Besides this, the manifold goodness of the King’s Highness himself, that hath been so many ways my singular good lord and gracious sovereign, and that hath so dearly loved and trusted me, even at my first coming into his noble service, with the dignity of his honorable privy council, vouchsafing to admit me; and finally with the weighty room of His Grace’s higher chancellor, the like whereof he never did to temporal man before, next to his own royal person the highest office in this whole realm, so far above my qualities or merits and meet therefor of his own incomparable benignity honored and exalted me, by the space of twenty years or more, showing his continual favors towards me, and (until, at mine own poor suit it pleased His Highness, giving me license with His Majesty’s favor to bestow the residue of my life wholly for the provision of my soul in the service of God, and of his special goodness thereof to discharge and unburden me) most benignly heaped honors continually more and more upon me; all this His Highness’s goodness, I say, so long thus bountifully extended towards me, were in my mind, my lords, matter sufficient to convince this slanderous surmise by this man so wrongfully imagined against me….
Forasmuch, my lord, as this indictment is grounded upon an act of Parliament directly oppugnant to the laws of God and his holy church, the supreme government of which, or of any part thereof, may no temporal prince presume by any law to take upon him, as rightfully belonging to the See of Rome, a spiritual preeminence by the mouth of our Savior himself, personally present upon the earth, to Saint Peter and his successors, bishops of the same see, by special prerogative granted; it is therefore in law amongst Christian men, insufficient to charge any Christian man….

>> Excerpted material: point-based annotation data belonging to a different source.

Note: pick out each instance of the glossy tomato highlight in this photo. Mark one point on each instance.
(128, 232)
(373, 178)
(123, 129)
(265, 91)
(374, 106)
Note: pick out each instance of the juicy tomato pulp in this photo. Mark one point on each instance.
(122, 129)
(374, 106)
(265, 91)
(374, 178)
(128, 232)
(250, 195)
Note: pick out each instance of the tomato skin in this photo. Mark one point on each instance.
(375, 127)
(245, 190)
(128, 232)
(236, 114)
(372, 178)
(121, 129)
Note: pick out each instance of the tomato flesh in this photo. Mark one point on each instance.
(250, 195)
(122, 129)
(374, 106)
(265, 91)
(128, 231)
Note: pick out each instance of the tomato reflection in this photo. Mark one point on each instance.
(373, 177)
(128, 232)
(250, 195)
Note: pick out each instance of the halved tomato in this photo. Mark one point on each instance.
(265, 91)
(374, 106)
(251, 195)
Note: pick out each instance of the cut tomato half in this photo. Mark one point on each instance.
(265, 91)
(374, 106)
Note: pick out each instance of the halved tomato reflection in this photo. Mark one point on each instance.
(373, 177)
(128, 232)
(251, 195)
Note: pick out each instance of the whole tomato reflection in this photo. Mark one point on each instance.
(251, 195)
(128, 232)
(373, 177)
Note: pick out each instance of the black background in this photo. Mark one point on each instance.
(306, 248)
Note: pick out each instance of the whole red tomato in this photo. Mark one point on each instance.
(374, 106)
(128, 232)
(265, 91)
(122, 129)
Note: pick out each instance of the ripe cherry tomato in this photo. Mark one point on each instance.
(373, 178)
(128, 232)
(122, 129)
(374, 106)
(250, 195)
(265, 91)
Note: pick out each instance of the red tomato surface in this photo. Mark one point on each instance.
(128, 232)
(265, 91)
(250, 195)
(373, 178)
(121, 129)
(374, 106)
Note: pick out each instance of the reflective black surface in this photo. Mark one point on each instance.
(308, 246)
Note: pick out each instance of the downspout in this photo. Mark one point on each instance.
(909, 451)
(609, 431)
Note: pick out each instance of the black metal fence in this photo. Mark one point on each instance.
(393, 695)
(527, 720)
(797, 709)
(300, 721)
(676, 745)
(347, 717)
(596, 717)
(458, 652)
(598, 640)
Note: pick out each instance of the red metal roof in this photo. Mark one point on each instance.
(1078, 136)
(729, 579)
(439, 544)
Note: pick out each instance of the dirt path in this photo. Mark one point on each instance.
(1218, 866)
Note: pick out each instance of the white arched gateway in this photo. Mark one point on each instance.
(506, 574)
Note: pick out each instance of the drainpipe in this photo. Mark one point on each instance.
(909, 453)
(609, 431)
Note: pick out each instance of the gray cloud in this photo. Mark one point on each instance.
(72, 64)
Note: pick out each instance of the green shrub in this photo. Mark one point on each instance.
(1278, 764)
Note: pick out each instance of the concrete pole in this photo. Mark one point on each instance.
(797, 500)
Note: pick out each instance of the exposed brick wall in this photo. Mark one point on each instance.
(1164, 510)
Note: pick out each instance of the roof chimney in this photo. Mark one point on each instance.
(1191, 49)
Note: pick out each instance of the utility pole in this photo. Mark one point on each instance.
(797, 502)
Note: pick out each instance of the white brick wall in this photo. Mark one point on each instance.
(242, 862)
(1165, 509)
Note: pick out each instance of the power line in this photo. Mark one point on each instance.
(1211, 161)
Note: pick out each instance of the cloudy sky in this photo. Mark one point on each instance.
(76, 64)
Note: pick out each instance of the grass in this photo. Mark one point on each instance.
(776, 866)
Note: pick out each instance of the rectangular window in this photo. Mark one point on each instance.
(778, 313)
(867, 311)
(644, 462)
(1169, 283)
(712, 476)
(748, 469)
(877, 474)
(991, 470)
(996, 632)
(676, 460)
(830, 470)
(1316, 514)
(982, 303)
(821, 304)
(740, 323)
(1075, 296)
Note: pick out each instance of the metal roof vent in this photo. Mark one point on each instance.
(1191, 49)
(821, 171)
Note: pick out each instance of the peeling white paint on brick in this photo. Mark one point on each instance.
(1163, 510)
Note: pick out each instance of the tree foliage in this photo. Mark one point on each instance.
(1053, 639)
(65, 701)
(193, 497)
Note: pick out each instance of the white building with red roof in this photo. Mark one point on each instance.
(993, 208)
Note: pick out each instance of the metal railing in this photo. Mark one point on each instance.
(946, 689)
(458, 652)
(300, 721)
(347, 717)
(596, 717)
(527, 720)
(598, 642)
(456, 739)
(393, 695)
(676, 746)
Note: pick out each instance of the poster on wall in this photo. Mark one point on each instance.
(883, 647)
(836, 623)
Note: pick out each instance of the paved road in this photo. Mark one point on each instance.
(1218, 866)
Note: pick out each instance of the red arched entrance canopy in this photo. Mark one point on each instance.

More have I not to say, my lords, but that like as the blessed apostle Saint Paul, as we read in the Acts of the Apostles, was present and consented to the death of Saint Stephen, and kept their clothes that stoned him to death, and yet be they now twain holy saints in heaven, and shall continue there friends forever: so I verily trust and shall therefore right heartily pray, that though your lordships have now in earth been judges to my condemnation, we may yet hereafter in heaven merrily all meet together to our everlasting salvation.